Bloomberg/London


Rupert Murdoch is pursuing a long- awaited transaction that would transform British Sky Broadcasting Group into a European satellite-TV giant while also leaving his US-based 21st Century Fox focused on entertainment programming.
BSkyB, partly owned by Fox, is working on a deal valued at about €10bn  ($14bn) to acquire control of satellite carriers Sky Deutschland AG and Sky Italia from Fox, according to people with knowledge of the matter. Fox has 55% of Sky Deutschland and 100% of Sky Italia.
A deal would give BSkyB, already the biggest pay-TV provider in the UK, oversight of companies that sell satellite programming to 8.5mn homes across Germany and Italy. By shedding the pay-TV units, Fox would be left with cable and broadcast networks plus movie and TV studios, making it more attractive to investors who want to bet solely on video production - not distribution.
“I love this idea - it puts the distribution assets out of the content company’s hands.” said Laura Martin, an analyst with Needham & Co “This is strategic alignment. It makes for a pure-play content company for Fox, but it’s also good for BSkyB to have a bigger global footprint.”
The companies have been in talks for months, and a deal could be announced this summer, although they could still fail to reach an agreement, said the people familiar with the matter, who asked not to be identified because the discussions are private. Representatives for Fox, BSkyB and Sky Deutschland declined to comment.
Murdoch’s Fox had previously sought to take full control of BSkyB in 2010.
The transaction he’s now contemplating would leave Fox’s stake in the UK. satellite provider at 39%. Fox was forced to abandon its pursuit of full ownership of the company in 2011 amid political opposition after allegations that journalists at UK. newspapers Murdoch controlled had hacked into celebrities’ phones and bribed police.
Fox’s Sky Deutschland stake is valued at €3bn at market price, and the Sky Italia holding is valued at about €5bn, the people familiar with the matter said. BSkyB plans to offer a premium that could take the sale value to €10bn, they said.
BSkyB last week reported nine-month revenue of 5.67bn pounds ($9.6bn), up 6.6% from a year earlier, as the Isleworth, England-based company signed up more customers for TV products.

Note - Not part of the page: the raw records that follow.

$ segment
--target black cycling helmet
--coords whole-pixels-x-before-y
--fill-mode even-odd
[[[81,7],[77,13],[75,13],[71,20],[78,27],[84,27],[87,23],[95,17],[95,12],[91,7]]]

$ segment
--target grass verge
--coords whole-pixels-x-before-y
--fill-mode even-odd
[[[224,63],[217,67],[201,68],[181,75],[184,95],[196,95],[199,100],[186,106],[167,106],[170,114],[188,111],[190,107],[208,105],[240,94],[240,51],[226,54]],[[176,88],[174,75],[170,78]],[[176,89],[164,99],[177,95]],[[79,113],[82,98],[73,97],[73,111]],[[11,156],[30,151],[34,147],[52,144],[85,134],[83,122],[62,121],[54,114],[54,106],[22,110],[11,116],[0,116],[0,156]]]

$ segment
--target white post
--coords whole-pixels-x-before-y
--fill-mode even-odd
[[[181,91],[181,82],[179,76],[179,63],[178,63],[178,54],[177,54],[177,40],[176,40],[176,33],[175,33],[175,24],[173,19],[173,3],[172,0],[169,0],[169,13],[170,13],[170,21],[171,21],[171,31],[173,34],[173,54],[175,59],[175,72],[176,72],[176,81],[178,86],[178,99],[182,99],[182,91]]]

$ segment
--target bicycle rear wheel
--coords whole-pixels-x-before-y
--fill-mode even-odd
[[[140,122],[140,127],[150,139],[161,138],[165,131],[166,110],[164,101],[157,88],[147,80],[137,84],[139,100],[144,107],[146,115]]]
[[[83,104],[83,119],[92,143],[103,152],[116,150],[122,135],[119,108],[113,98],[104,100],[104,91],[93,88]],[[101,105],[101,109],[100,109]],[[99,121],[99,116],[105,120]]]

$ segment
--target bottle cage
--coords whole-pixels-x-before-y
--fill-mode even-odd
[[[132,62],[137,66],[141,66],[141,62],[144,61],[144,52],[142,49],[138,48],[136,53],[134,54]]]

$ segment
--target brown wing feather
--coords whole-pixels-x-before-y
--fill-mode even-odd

The UK broadcaster had 15mn customers at the end of March, up 2.7% from a year earlier. Sky Deutschland had 3.73mn subscribers, while Sky Italia had 4.75mn. In Germany and the UK, cable operators owned by billionaire John Malone’s Liberty Global Plc are the closest competitors for pay- TV users, according to Bloomberg Industries.
BSkyB shares have gained 5.5% this year in London trading for a market value of 13.9bn pounds. They are still down about 6% from a 12-year high reached in October, before former phone company BT Group Plc agreed to spend $1.4bn to shut Sky out of the UEFA’s Champions League and Europa League soccer games. Sky Deutschland shares have fallen 21% this year.
Fox gets about one-fifth of its revenue from its satellite investments, with the rest coming from its cable and broadcast networks and its film and TV studios.
Fox itself is the result of a move last year by Murdoch to separate disparate businesses. The company was made independent last year by cleaving off News Corp’s entertainment assets from its newspaper and publishing businesses.
While Murdoch agreed to split up News Corp only after pressure from shareholders following the UK newspaper scandal, executives had signalled for years that they wanted to combine the satellite investments.
“We’ve made no secret of our belief over the years that we think the Skys are strong together,” James Murdoch, Rupert’s youngest son and Fox’s co-chief operating officer, said on a conference call this week. “Currently our focus is on operating each of those businesses as best we can.”
With the News Corp separation complete, moving forward with the satellite combination makes sense, said Brett Harriss, an analyst with Gabelli & Co.